Sacramento, Calif.-based Sutter Health has agreed to pay $46 million in an out-of-court settlement to resolve allegations of false and improper billing for anesthesia services.
The whistle-blower suit, originally filed in 2009, alleges Sutter Health used an anesthesia billing code to charge for services and supplies the patient or their insurer had already paid for, or for anesthesia services and supplies that were not used during the procedure. Originally filed by a recovery firm hired by a private insurer, California's insurance commissioner intervened in the case in 2011, seeking both monetary penalties and a change in Sutter's billing practices.

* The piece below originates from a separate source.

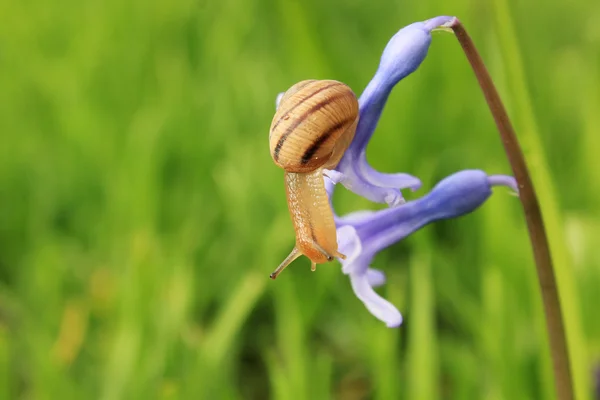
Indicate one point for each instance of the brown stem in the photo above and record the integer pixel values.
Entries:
(533, 216)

Under the terms of the settlement, Sutter will pay $46 million to be split between the recovery firm, the plaintiffs' lawyers and California's general fund, and it has agreed to change from a time-based method for charging for hospital anesthesia services to a flat-rate system. According to C. Duane Dauner, president and CEO of the California Hospital Association, the time-based billing method Sutter had been using is both legal and used by 90 percent of the state's hospitals.
"Sutter hospitals consistently followed appropriate regulations and protocols in billing for anesthesia services," said a Sutter spokesman in the news release. "Because we followed the law and hospital industry practice, it was difficult to agree to a monetary settlement of any size. We made a tough decision — based on the best interests of our charitable assets — that the certainty and closure of a settlement was preferable to the significant human and financial resources associated with a lengthy trial."
The settlement comes a month before the trial was set to begin.